Great work on Tapas and the v4.1.1 releaser!
Is there any guidance on how to apply this pipeline to dataframes uploaded via pandas.read_csv
?
Thanks,
Charly
Hello! Here’s how I would setup a pipeline with a pd.DataFrame
from transformers import pipeline
import pandas as pd
tqa_pipeline = pipeline("table-question-answering")
data = {
"Repository": ["Transformers", "Datasets", "Tokenizers"],
"Stars": ["36542", "4512", "3934"],
"Contributors": ["651", "77", "34"],
"Programming language": ["Python", "Python", "Rust, Python and NodeJS"],
}
queries = "What repository has the largest number of stars?"
table = pd.DataFrame.from_dict(data)
output = tqa_pipeline(table, queries)
# {'answer': 'Transformers', 'coordinates': [(0, 0)], 'cells': ['Transformers']}
If you want to use a CSV file, you also can; here’s the previous example converted to CSV and saved in ~/pipeline.csv
:
Repository,Stars,Contributors,Programming language
Transformers,36542,651,Python
Datasets,4512,77,Python
Tokenizers,3934,34,"Rust, Python and NodeJS"

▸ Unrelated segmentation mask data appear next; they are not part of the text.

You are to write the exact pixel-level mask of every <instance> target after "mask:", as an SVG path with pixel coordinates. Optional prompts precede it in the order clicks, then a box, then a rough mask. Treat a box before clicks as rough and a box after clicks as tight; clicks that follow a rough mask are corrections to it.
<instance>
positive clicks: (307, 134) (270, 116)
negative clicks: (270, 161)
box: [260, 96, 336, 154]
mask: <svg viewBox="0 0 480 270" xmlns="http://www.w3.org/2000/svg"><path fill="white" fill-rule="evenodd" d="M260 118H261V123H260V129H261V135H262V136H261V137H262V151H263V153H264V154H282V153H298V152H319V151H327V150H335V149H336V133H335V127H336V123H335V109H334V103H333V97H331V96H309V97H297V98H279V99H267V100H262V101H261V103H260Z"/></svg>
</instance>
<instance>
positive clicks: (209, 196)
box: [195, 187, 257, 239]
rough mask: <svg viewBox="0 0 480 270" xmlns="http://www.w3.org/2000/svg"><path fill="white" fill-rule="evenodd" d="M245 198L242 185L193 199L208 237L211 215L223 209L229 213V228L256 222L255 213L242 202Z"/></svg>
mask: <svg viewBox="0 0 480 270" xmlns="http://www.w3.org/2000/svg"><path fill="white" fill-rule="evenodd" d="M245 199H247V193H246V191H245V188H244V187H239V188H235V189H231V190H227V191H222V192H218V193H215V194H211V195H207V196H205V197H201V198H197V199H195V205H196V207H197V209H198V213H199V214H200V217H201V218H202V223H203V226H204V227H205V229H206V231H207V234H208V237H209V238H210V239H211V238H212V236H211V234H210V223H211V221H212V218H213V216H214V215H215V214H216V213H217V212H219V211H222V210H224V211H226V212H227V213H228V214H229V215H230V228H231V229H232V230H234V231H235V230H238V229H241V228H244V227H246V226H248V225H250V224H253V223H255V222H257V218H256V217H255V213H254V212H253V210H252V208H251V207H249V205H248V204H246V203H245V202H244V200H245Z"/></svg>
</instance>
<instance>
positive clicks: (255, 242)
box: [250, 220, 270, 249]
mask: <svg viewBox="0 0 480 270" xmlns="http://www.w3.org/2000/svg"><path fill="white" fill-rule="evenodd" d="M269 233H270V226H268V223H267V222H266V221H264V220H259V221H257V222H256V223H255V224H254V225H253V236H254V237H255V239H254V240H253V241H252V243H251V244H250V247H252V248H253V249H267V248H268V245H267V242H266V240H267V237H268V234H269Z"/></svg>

Here’s how I would do (note the type conversion):
from transformers import pipeline
import pandas as pd
tqa_pipeline = pipeline("table-question-answering")
queries = "What repository has the largest number of stars?"
# Convert everything to a string, as the tokenizer can only handle strings
table = pd.read_csv("~/pipeline.csv").astype(str)
output = tqa_pipeline(table, queries)
# {'answer': 'Transformers', 'coordinates': [(0, 0)], 'cells': ['Transformers']}
Hope that helps!
That’s incredibly useful, thanks @lysandre!
I’m playing with several datasets and I have to say that getting the right answers is sometimes challenging.
Is there any guidance anywhere about a possible syntax/how to do basic operations? (e.g. mean, median etc…)
Thanks again!
Charly